The day that Salman Rushdie was stabbed in Chautauqua, in upstate New York, an openDemocracy piece on India-Pakistan at 75 quoted the novelist.
“The growing likeness,” between India and Pakistan, the piece said, “has struck others, not least Salman Rushdie, whose acclaimed allegorical novel ‘Midnight’s Children’ (1981) centred on India and Pakistan’s inextricably linked fates. At a seminar at Brown University in the US last November, Rushdie noted that in these past seven decades, neither country had fared well.
“I used to think that India had got things right to a degree that Pakistan had not,” said Rushdie. “I find it hard to believe that any more – not because of the improvement of Pakistan, but because of the deterioration of India.”
Mr Rushdie features in almost every story about India.
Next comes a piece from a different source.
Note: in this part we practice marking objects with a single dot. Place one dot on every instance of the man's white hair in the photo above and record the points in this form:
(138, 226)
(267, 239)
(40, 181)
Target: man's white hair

Pakistan, not so much.
One might wonder why. After all, though Mr Rushdie was born in Bombay to parents of Kashmiri ethnicity, after school in England, he went to his immigrant parental home in Pakistan. The senior Rushdies had migrated to the new Muslim homeland.
But in the stories he tells, Mr Rushdie doesn’t seem to appreciate Pakistan that much. It is India that he is fascinated with, it is India that’s in his bones.
As Mr Rushdie wrote in 2021, on the 40th anniversary of his Booker-winning novel ‘Midnight’s Children’: it’s basically a history book “looking for an answer to the great question history asks us, what is the relationship between society and the individual, between the macrocosm and the microcosm? To put it another way: do we make history, or does it make (or unmake) us? Are we the masters or victims of our times?”
One might ask the same question today as Mr Rushdie struggles to overcome the vicious attack on him in upstate New York. As the storyteller goes through the latest chapter in the gripping plotline that is his life, is he the master or victim of our times?